Suatu kali ada seorang penulis yang mengirimkan tulisan di media ilmiah yang saya asuh bersama teman-teman. Dalam tulisan tersebut, gelar doktor dicantumkannya. Saya menghapusnya dengan pertimbangan selama ini kami tidak menampilkan gelar dalam semua artikel yang kami muat. Ketika revisi kami kirimkan, kembali Pak Doktor menampilkan gelarnya. Dan saya harus menjalankan aturan majalah, gelarnya tidak kami cantumkan.

Pernah pula saya mereview dan mengedit sebuah tulisan yang kemudian saya kirimkan balik kepada penulisnya dengan mengatakan alur berfikirnya tidak jelas, dan permasalahan yang diangkat tidak jelas dipaparkan di bagian pendahuluan. Mungkin tersinggung dengan komentar tersebut, si penulis membalas email saya dengan menambahkan semua gelar pada namanya. Saya baru tahu beliau professor di sebuah universitas terkenal. Selanjutnya saya tidak berminat mereview tulisan beliau.

Saya kadang-kadang malu menuliskan gelar akademik yang sudah saya miliki. Saya ingat ketika mengurus KTP di Indonesia, form isian menuntut penulisan gelar. Dan jadilah nama saya di KTP menjadi agak panjang dengan penambahan dua gelar di belakang, entahlah kalau tahun depan saya mengurus KTP lagi di Indonesia, nama saya akan bertambah panjang.
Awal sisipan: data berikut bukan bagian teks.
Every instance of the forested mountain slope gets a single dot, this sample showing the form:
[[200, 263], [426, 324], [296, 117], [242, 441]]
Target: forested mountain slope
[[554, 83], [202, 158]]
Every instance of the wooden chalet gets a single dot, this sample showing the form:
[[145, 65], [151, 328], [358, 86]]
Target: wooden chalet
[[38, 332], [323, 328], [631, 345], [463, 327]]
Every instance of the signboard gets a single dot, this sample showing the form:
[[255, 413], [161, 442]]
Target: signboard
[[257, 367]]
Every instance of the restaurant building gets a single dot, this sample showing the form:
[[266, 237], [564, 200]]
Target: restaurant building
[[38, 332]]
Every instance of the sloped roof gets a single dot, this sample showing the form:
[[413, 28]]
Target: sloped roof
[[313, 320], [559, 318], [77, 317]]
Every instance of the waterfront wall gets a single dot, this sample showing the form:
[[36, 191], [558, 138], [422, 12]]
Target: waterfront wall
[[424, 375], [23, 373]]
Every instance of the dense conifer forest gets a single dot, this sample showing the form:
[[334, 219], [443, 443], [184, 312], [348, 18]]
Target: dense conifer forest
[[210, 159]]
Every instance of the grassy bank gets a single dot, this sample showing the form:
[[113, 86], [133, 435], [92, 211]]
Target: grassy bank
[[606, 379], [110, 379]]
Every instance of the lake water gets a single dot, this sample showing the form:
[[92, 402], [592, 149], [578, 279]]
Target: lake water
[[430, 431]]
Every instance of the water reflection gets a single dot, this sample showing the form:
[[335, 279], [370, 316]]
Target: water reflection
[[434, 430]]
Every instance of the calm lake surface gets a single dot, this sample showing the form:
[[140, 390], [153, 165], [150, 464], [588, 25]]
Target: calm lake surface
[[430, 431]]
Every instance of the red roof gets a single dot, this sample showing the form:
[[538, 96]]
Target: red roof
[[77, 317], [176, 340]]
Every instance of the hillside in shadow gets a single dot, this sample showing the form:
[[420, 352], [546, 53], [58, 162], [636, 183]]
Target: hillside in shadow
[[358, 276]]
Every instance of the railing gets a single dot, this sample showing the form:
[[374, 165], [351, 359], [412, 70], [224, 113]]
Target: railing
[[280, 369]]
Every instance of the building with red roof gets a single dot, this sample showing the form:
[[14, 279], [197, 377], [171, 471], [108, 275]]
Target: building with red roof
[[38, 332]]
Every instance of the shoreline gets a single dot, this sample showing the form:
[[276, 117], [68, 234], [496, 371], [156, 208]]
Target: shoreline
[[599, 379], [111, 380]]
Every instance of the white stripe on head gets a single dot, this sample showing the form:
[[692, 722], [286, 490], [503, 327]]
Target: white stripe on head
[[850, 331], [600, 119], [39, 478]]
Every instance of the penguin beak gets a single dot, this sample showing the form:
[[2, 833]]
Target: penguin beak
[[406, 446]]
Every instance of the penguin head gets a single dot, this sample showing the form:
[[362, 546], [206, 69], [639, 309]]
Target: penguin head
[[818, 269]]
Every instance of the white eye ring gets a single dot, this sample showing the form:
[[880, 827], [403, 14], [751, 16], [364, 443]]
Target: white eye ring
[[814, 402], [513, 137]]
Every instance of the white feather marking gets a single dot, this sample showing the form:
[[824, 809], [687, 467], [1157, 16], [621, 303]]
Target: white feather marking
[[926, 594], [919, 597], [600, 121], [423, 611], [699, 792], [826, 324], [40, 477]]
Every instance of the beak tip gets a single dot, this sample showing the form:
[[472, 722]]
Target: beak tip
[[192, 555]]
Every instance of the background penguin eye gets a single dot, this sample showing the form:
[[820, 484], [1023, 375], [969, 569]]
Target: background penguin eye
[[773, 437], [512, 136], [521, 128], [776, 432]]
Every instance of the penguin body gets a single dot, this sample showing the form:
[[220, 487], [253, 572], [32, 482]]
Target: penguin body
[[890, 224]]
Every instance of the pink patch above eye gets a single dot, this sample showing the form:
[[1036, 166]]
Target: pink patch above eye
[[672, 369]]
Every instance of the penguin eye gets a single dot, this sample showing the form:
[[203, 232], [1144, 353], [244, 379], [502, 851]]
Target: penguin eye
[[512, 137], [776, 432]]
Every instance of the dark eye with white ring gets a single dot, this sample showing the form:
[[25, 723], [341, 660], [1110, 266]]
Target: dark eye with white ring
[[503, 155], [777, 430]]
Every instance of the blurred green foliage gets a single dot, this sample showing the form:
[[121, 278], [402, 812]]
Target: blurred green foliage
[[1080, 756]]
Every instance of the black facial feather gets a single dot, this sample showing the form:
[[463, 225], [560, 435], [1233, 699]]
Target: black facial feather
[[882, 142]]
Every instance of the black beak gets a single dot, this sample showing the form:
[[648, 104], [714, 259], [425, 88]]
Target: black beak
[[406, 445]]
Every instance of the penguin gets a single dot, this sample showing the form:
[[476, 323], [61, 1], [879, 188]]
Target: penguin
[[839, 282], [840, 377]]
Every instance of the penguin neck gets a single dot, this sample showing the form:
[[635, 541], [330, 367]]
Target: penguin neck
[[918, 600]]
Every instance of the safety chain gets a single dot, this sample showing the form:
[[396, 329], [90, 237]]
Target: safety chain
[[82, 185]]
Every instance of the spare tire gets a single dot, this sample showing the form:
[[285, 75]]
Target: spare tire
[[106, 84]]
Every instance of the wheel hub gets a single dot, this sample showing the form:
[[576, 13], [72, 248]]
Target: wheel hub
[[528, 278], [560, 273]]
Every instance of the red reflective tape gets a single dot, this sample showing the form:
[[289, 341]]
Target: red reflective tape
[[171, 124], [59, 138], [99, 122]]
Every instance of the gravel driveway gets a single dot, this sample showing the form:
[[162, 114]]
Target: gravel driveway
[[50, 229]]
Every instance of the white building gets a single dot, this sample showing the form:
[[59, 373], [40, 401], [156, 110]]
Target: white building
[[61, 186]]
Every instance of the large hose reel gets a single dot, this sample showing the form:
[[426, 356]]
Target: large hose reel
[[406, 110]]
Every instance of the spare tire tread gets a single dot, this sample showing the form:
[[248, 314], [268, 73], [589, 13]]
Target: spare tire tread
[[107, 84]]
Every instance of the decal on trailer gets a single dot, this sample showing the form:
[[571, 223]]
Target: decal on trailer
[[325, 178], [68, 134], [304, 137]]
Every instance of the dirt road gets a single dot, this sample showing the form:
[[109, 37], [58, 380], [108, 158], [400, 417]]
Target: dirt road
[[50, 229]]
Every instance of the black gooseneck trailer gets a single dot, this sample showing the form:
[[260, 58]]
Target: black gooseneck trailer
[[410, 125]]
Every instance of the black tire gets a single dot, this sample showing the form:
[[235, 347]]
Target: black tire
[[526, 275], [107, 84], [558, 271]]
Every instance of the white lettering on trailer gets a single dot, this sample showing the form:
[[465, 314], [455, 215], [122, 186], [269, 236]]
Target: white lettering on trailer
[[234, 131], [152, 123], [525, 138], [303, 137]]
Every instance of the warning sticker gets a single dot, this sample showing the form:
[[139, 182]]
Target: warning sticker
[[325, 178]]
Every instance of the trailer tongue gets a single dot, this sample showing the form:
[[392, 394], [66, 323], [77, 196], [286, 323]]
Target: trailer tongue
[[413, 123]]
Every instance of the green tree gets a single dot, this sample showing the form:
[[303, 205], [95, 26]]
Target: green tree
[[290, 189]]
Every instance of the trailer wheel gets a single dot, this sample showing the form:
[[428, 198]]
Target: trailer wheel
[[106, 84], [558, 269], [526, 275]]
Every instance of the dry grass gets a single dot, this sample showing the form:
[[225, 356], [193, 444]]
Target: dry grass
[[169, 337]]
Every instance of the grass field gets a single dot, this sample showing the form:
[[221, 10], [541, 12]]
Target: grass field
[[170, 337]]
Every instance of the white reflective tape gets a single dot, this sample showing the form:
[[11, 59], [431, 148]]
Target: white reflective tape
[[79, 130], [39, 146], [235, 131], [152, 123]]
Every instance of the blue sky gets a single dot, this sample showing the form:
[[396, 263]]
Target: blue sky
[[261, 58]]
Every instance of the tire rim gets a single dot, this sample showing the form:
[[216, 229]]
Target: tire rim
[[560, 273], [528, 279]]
Saya tidak bisa pulang segera di bulan Maret ini karena meskipun course doktor saya sudah dianggap tuntas, dua professor tidak mau meneken kertas pengakuan bahwa saya berhak atas gelar doktor.Katanya, mereka sayang melepas saya jika belum benar-benar memeriksa bab per bab. Saya memasuki program baru di fakultas kami, EdD, yang lulusannya bukan bergelar PhD, tetapi DEd.Saya tak pernah berfikir bahwa keduanya berbeda sebab selama ini saya melakukan hal yang sama dengan yang dilakukan mahasiwa program PhD lainnya. Dan saya tidak peduli dengan gelar apa yang akan diberikan nanti. Tetapi saya paling peduli ketika dua professor mengatakan bahwa saya perlu mengikuti pemeriksaan disertasi agar disertasi saya selevel dengan disertasi program PhD. Sementara professor utama saya sudah berancang-ancang meneken tanda kelulusan saya di bulan Maret, dengan alasan saya semestinya dipermudah karena program EdD adalah program untuk orang yang bekerja dan tidak bisa disepadankan dengan program PhD, dua orang professor anggota komisi memanggil saya dan membeberkan alasan mengapa mereka meminta saya mengikuti proses pemeriksaan komisi selama kurang lebih 5-6 bulan.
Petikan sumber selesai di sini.